A shortage of pallets makes Australian brewers fear for year-end sales. Some of the nation’s largest breweries have considered slashing production by up to 50 percent – a move set to cost millions – because there are not enough pallets for stock to be transported on. Beer supplies could be tight around Christmas, Australia’s peak selling season, and in the next year. The problem, which started overseas, is being driven by a timber shortage. On top of this, local covid restrictions have shut parts of the country’s manufacturing sector. Pallets are locked up in factories and not circulating around the economy. All this has disrupted supply chains, leading retailers to hoard the pallets that they have in order to give them to their preferred beer and beverage suppliers. As there is no liquidity in the system, other brewers are being rationed.

The UK freezes alcohol tax and introduces draught relief. In the Autumn Budget, the UK chancellor Rishi Sunak revealed sweeping changes to alcohol duty, which will reward lower-strength drinks. Mr Sunak’s five-point plan, which comes into effect in 2023, will see the number of bands, at which different duties are levied, cut from 15 to six.

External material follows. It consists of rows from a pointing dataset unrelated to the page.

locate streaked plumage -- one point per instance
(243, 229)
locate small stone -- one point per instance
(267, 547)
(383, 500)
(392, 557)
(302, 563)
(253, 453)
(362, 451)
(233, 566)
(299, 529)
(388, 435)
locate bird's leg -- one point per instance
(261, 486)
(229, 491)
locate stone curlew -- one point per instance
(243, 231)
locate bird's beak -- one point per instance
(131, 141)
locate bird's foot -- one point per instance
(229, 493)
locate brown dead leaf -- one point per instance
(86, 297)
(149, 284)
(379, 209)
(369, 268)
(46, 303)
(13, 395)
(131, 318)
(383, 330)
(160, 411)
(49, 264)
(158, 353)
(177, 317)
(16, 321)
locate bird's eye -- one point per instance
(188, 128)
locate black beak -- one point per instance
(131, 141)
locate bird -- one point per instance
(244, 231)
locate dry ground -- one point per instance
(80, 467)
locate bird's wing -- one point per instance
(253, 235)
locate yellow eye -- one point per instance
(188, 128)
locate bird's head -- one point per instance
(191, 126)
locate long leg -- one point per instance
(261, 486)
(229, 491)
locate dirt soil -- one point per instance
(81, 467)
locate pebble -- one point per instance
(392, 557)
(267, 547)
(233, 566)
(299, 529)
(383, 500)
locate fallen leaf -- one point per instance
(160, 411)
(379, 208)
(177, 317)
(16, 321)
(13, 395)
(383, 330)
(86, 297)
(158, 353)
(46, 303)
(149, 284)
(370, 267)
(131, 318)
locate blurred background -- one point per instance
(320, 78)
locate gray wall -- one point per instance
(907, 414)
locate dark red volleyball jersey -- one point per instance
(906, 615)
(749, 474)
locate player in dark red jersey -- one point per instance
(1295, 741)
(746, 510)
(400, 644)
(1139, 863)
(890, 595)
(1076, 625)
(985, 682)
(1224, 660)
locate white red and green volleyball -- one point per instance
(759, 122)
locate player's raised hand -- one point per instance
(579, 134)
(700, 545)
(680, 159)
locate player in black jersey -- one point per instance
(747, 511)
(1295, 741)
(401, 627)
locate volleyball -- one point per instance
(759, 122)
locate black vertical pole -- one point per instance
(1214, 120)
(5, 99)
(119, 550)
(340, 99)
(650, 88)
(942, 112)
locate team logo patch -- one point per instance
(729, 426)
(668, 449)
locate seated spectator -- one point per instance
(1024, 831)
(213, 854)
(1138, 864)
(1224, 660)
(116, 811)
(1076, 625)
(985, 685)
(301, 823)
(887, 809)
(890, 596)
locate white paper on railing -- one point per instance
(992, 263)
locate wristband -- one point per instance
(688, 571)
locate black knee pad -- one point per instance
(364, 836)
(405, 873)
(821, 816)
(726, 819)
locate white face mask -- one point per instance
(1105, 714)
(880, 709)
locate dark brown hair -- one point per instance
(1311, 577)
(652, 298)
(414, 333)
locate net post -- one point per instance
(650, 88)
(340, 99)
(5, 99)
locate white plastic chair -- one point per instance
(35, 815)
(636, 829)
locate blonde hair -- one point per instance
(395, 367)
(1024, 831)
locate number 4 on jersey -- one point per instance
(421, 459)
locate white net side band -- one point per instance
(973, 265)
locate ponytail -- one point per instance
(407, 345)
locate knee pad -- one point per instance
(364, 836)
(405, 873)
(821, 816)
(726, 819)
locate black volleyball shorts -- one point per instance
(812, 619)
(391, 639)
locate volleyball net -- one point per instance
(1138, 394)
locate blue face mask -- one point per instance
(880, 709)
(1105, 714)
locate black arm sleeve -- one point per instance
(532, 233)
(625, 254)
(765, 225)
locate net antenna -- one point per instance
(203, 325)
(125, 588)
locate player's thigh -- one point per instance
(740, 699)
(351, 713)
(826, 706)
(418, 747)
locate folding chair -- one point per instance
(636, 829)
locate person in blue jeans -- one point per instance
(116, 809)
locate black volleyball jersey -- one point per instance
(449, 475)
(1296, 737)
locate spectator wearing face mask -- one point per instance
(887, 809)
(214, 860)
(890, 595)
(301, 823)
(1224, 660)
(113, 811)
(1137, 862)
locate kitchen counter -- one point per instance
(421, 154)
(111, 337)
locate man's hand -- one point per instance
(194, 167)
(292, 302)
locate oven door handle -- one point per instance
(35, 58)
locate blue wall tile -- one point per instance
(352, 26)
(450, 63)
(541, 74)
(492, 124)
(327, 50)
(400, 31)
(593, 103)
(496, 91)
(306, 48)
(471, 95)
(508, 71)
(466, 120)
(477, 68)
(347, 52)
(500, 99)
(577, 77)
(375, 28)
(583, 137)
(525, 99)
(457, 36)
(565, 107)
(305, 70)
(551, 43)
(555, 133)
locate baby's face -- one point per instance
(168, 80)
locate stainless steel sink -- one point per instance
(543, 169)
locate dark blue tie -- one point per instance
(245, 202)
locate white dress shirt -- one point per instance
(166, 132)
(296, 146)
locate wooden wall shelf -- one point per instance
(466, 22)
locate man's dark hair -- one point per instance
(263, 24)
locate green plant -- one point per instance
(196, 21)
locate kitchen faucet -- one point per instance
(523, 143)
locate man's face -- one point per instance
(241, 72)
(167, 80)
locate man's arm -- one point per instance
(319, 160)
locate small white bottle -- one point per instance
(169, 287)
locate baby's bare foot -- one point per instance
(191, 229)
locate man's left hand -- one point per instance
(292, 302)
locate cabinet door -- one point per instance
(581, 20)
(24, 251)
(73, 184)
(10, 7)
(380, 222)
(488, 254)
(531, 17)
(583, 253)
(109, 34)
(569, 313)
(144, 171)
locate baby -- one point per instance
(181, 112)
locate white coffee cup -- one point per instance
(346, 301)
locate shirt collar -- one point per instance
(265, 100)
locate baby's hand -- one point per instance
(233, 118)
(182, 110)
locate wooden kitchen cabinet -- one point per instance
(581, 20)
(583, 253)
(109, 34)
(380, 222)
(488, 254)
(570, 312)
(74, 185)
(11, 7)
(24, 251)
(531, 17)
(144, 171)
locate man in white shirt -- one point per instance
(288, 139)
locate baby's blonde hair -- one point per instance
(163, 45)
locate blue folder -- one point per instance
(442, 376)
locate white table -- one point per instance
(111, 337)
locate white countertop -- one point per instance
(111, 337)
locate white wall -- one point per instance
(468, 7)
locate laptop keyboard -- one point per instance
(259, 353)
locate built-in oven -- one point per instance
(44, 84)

This simplified tax system will deprive the Treasury of GBP 555 million (USD 750 million) in revenue by 2027, it was reported- In a separate measure, the chancellor announced a “draught relief”, cutting the tax on drinks served from pumps, such as beer and cider, by 5 percent. The small brewers’ industry body, the Society of Independent Brewers (SIBA), pointed out that the cut only applied to products sold in kegs of 40-litres or larger, meaning craft brewers, which typically sell their product in 30-litre kegs or smaller, will lose out compared to large beer corporations.